日本交渉不参加「見捨てられた」 核禁止条約 サーローさん非難

 広島市南区出身の被爆者、サーロー節子さん(85)=カナダ・トロント市=が28日、「核兵器禁止条約」の制定交渉会議でスピーチした。「この条約は世界を変えられる」と期待感を表明。交渉に参加しない日本政府を「被爆者は自分の国に裏切られ、見捨てられているとの思いが強まった」と厳しく非難した。 (ニューヨーク発 水川恭輔)

 英語で被爆体験を伝え続けているサーローさんは、非政府組織(NGO)の発言枠で演説。原爆に容赦なく焼かれた当時4歳のおいの死を語り、広島、長崎の犠牲者を思って条約作りを前進させるよう各国政府の代表へ呼び掛けた。
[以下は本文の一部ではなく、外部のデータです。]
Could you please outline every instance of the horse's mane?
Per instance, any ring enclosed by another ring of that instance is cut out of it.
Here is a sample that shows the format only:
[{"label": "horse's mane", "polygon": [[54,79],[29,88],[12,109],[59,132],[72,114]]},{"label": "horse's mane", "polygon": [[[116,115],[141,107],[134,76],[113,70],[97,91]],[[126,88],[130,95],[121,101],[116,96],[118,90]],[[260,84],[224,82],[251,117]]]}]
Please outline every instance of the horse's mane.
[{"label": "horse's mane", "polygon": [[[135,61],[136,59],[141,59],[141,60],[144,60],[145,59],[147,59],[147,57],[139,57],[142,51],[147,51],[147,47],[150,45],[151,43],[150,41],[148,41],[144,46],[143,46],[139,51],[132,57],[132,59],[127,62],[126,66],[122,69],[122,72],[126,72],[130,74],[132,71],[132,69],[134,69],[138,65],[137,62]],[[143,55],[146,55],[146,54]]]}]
 核保有国や、その抑止力に頼る国々については「間違った考えにしがみついている」と指摘。日本政府の外交姿勢を「各国の要人を広島に招き核軍縮を主導するというが、米国の『核の傘』の下にいる限り空虚でごまかしだ」と批判した。会場からは大きな拍手が湧き起こった。

 演説終了後、記者団に「被爆国で、外相は広島選出なのに核兵器廃絶のリーダーシップを取れないまま。悲しさ、怒りを越えて情けない」と述べた。

 この日から空席となった日本の机上には「wish you were here(あなたがここにいてくれたら)」と書かれた大ぶりの折り鶴が置かれていた。サーローさんに発言を依頼したNGO「核兵器廃絶国際キャンペーン」(ICAN)メンバーが日本の参加を願って置いたという。